Goodbye Lime Bikes, We Never Cared

Drownedlime

From reddit user u/Upper_Left_Corner

Lime isn’t bringing its bikes back to Saint Paul in 2019 and I think that’s fine.

And if I died while riding my bike the cops in Saint Paul would be nonplussed.

I tried riding a Lime last year. Not the scooter; those were fine, if a little boring. But the green bikes were heavy, slow, they demanded physical labor from you in addition to the money per minute.

Public Works removed Alan Grahn’s ghost bike from Summit and Snelling last year in under a month after a hail of online complaints that it was haunting and traumatic to the kids at the school down the street. The community ride in Alan’s memory had a helmeted Mayor Carter asking honking motorists to calm down while solemn riders rolled past. A community’s attempts at grieving were met with irritation, and quickly swept out of sight.

Those Lime bikes, despite the theatrical complaints of obstruction from drivers and newspaper columnists, always did seem to end up fallen halfway onto the path along Mississippi River Boulevard. I can’t remember how many of them I hurled off the pavement on and onto the grass as I tried to go to and fro. It got tiresome, stopping and chucking those ugly green frames.  

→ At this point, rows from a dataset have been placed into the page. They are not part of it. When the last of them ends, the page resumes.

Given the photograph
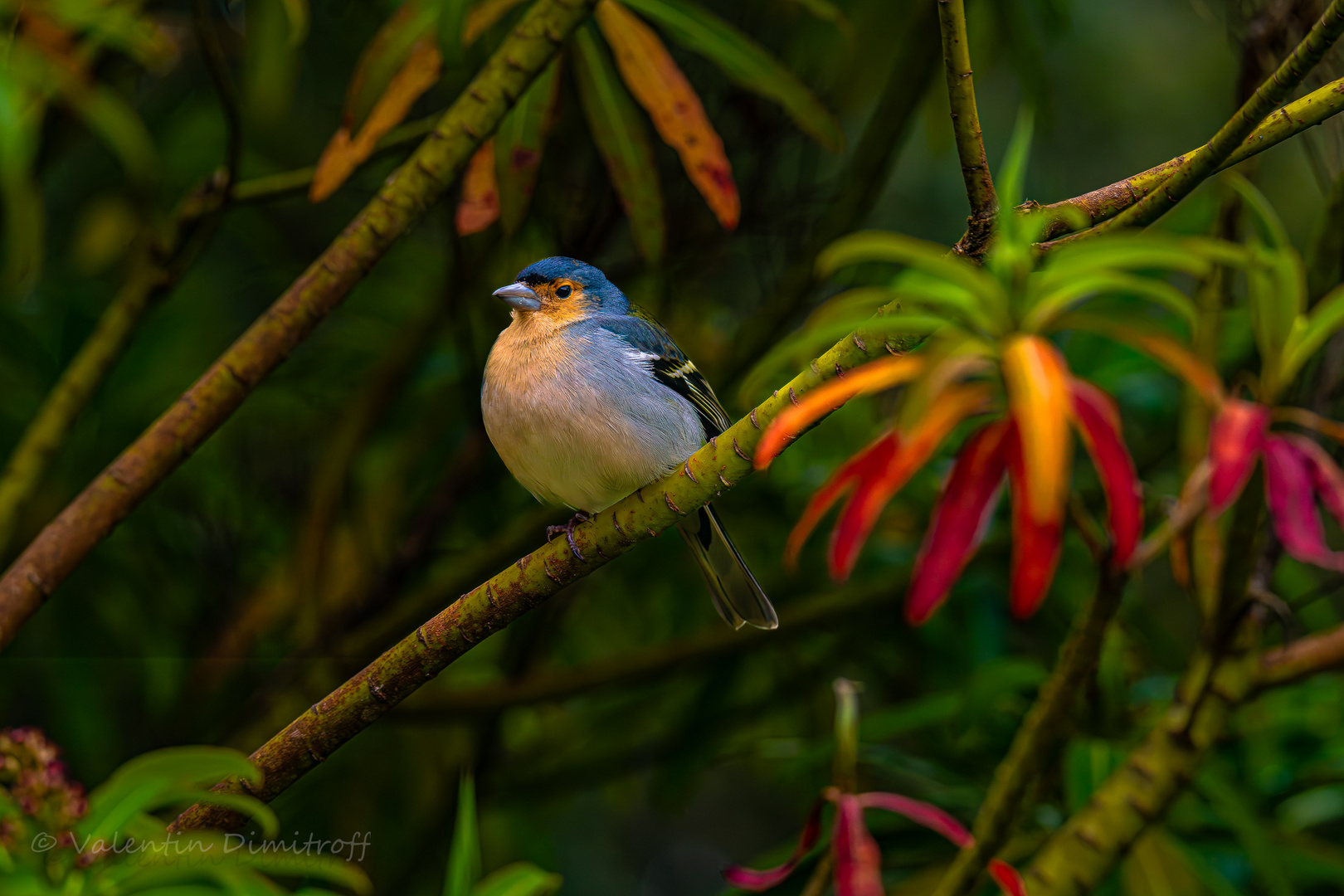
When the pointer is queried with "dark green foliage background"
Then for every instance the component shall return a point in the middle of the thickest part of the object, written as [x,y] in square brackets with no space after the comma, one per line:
[640,787]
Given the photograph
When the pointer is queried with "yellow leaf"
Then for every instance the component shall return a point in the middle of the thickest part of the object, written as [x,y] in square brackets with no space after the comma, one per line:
[659,85]
[343,153]
[480,203]
[1040,402]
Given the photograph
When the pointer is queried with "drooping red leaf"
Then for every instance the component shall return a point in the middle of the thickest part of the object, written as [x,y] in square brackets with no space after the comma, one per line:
[1291,494]
[758,880]
[863,466]
[860,514]
[1098,425]
[1007,878]
[1327,476]
[858,857]
[1235,438]
[958,520]
[1035,542]
[921,813]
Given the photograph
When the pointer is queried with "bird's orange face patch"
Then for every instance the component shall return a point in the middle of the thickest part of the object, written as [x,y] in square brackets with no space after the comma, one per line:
[563,301]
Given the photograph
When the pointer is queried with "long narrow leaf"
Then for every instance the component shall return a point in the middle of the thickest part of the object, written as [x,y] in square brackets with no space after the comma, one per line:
[518,147]
[622,140]
[929,258]
[678,116]
[743,61]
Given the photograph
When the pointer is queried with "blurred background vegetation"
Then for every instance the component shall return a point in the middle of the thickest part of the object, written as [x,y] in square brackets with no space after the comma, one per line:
[620,733]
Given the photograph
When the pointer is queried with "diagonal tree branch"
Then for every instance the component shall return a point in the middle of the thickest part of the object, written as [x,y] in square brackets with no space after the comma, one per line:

Dan Lytle was crushed to death by a driver a hundred yards from our big beautiful cathedral two weeks ago. SPPD Sgt. Mike Ernster brought that little microphone stand of his out to the corner of Kellogg and John Ireland then contorted the English language to create as much sterile distance as possible between the person driving and the shattered body of a man, dead in the street. I imagine Sgt. Ernster gets tired of doing that every time someone gets smashed to pieces on a road in Saint Paul.

I think we’ve gotten all the benefit we can as a community from the Lime bikes. They very obviously raised Joe Soucheray’s blood pressure and I’d give high schoolers service hours for every moment spent in pursuit of that goal. But he’s already written his cranky article and I reckon we’ve entered diminishing returns in that arena.

Maybe we should just lean in to the frivolous bikes, like we do with Ayd Mill Road.  We’re about to spend seven times our community’s yearly bike budget to repave a creek bed so folks in Eagan can cut through Saint Paul to Minneapolis a bit faster. If we’re gonna dump 3.5 mil into Summit Hill’s ugliest sin we may as well keep the dumb green bikes that nobody uses.

Forgive the hyperbole. It’s hard to be concerned about the loss of rentable bikes in a town where cars kill more people than guns, but the cops wear bulletproof vests and not the obnoxious blinky lights they’d like to staple on to every night jogger. So goodbye to Lime bikes; maybe we can buy the stock they left behind to paint white for the next ghost bike.